Neural nets respond to pranks like children do

A recent article by Janelle Shane talked about her recent experience with Microsoft Azure’s image processing API. If you’ve not come across her work before, I recommend starting with her candy hearts, or else new My Little Pony characters, invented by a computer. Anyway:

The Azure image processing API is a software tool powered by a neural net, a type of artificial intelligence that attempts to replicate a particular model of how (we believe) brains to work: connecting inputs (in this case, pixels of an image) to the entry nodes of a large, self-modifying network and reading the output, “retraining” the network based on feedback from the quality of the output it produces. Neural nets have loads of practical uses and even more theoretical ones, but Janelle’s article was about how confused the AI got when shown certain pictures containing (or not containing!) sheep.

A foggy field, incorrectly identified by an AI as containing sheep.
There are probably sheep in the fog somewhere, but they’re certainly not visible.
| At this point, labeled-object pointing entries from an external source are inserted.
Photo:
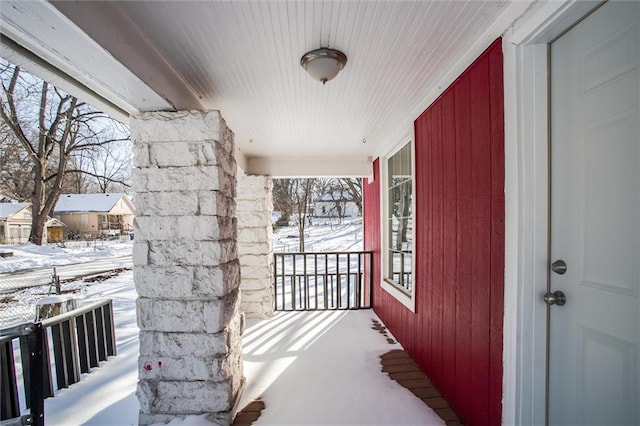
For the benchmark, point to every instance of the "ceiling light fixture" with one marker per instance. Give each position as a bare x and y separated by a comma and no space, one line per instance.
323,64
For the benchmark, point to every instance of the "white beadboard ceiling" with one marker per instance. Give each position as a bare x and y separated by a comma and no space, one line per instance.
242,58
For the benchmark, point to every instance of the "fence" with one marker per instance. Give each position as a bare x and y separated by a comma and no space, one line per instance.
19,294
80,339
320,281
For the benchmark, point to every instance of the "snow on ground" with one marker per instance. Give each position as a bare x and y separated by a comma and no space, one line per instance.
326,234
323,368
308,367
106,396
29,256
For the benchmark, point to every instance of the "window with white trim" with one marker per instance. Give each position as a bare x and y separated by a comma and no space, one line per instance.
398,221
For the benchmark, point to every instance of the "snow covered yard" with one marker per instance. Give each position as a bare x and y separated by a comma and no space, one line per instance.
28,256
308,367
326,234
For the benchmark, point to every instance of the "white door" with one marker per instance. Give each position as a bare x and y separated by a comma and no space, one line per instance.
594,372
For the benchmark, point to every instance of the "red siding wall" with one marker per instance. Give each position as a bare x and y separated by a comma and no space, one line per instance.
456,333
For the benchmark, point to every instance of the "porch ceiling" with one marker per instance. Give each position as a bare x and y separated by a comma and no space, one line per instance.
242,57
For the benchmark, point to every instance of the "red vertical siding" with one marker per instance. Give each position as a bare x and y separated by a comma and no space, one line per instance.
456,332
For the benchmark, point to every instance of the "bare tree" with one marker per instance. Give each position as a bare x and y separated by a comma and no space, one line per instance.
110,165
282,200
51,127
301,193
354,188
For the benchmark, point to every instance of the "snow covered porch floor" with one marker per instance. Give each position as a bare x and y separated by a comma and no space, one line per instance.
323,367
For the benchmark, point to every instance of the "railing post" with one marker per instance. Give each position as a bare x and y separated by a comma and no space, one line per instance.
357,285
36,394
275,281
370,254
9,404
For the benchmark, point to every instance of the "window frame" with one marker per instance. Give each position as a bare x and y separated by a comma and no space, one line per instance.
407,298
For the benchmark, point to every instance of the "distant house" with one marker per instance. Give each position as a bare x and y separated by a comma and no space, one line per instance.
335,204
15,223
54,230
95,214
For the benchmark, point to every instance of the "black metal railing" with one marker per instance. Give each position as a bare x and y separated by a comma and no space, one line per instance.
80,338
322,281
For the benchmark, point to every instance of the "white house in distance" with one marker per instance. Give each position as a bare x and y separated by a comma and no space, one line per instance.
516,120
15,223
335,204
95,214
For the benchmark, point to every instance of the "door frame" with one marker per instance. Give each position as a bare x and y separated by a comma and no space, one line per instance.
527,207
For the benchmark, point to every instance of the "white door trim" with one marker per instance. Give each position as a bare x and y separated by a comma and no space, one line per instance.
527,205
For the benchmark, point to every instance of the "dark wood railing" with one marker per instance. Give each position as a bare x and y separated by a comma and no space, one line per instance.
322,281
81,339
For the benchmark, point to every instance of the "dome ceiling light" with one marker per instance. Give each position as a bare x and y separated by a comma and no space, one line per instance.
323,64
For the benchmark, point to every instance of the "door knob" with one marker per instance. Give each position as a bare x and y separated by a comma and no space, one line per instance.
559,267
555,298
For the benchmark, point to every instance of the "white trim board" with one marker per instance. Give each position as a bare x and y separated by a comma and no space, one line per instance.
526,206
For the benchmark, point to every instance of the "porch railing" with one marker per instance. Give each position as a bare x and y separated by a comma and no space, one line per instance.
322,281
81,339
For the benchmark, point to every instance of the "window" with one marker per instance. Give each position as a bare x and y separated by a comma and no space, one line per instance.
398,224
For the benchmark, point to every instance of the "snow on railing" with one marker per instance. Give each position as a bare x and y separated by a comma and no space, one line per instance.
322,281
51,355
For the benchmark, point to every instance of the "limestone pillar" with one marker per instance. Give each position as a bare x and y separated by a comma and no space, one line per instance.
186,268
254,208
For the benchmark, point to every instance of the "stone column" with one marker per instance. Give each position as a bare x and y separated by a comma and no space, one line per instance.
186,266
254,245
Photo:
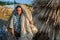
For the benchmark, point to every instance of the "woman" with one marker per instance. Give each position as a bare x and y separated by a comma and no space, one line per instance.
20,23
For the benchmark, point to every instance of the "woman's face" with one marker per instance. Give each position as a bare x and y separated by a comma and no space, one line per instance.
19,10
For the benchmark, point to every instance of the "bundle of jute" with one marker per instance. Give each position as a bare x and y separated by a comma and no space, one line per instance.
46,16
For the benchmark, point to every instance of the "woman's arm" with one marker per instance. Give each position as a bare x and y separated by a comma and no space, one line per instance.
11,25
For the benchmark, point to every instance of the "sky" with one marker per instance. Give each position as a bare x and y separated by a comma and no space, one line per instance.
20,1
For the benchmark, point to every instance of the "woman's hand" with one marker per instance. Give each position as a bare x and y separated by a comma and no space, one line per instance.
31,22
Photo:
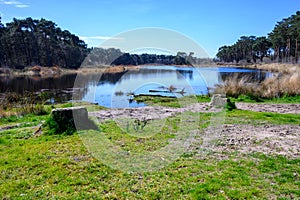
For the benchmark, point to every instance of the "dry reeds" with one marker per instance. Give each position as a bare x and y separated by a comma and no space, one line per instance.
287,84
15,104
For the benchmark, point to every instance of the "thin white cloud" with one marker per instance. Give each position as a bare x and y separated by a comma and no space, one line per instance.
11,2
14,3
22,6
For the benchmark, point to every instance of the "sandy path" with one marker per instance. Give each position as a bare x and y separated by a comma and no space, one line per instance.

The AI had clearly been trained with lots of pictures that contained green, foggy, rural hillsides and sheep, and had come to associate the two. Remember that all the machine is doing is learning to associate keywords with particular features, and it’s clearly been shown many pictures that “look like” this that do contain sheep, and so it’s come to learn that “sheep” is one of the words that you use when you see a scene like this. Janelle took to Twitter to ask for pictures of sheep in unusual places, and the Internet obliged.
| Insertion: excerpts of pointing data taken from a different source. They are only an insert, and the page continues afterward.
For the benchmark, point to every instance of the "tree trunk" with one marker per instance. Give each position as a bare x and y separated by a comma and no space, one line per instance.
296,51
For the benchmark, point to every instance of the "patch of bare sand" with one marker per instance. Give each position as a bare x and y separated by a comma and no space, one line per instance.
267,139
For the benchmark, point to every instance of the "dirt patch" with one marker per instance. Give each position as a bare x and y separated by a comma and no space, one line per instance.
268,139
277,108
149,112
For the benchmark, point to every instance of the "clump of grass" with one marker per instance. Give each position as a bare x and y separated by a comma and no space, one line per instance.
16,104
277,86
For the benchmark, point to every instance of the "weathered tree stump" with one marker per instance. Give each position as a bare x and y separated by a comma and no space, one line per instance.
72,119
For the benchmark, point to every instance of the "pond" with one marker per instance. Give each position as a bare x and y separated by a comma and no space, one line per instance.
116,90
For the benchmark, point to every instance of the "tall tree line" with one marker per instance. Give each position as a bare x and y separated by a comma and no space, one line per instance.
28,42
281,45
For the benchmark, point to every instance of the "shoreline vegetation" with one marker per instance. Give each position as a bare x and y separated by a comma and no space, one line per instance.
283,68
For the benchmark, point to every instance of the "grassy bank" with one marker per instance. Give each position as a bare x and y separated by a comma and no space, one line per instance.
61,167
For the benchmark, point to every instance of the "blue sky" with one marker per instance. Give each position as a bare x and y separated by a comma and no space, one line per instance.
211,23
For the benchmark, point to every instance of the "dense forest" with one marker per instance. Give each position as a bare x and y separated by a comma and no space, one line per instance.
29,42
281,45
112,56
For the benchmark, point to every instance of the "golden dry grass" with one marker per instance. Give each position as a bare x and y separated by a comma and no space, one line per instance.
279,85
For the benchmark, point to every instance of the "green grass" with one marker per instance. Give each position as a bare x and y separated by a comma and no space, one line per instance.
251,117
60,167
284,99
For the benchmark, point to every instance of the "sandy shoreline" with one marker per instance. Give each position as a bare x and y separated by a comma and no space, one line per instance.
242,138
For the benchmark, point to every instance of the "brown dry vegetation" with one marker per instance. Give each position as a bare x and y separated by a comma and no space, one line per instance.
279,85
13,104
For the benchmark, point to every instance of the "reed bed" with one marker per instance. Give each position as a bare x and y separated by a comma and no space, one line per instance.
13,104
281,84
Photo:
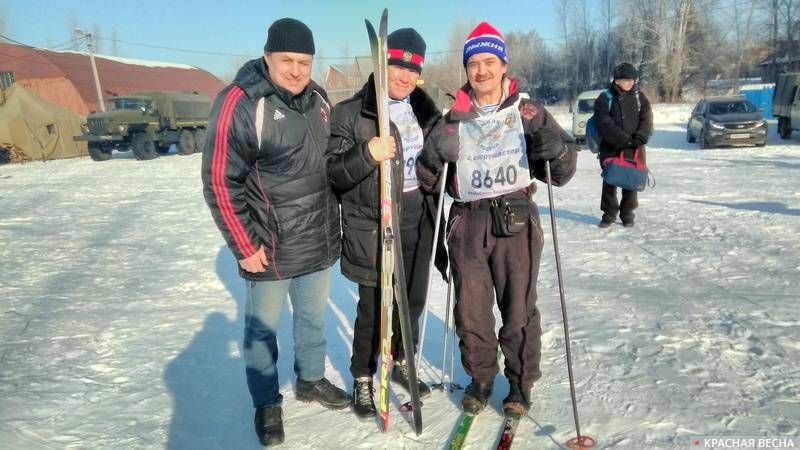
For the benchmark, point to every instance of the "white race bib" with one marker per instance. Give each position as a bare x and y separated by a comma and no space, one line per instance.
492,159
411,134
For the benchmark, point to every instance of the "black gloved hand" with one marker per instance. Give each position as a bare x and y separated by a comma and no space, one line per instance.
446,142
637,141
546,144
An AI mistakes a sheep for a dog when it is held by a child.
When the sheep is held by a child, it becomes a “dog”.

Many of the experiments resulting from this – such as the one shown above – work well to demonstrate this hyper-focus on context: a sheep up a tree is a bird, a sheep on a lead is a dog, a sheep painted orange is a flower, and so on. And while we laugh at them, there’s something about them that’s actually pretty… “human”.

Annabel with a goat.
Our eldest really loves cats. Also goats, apparently. Azure described this photo as “a person wearing a costume”, but it did include keywords such as “small”, “girl”, “petting”, and… “dog”.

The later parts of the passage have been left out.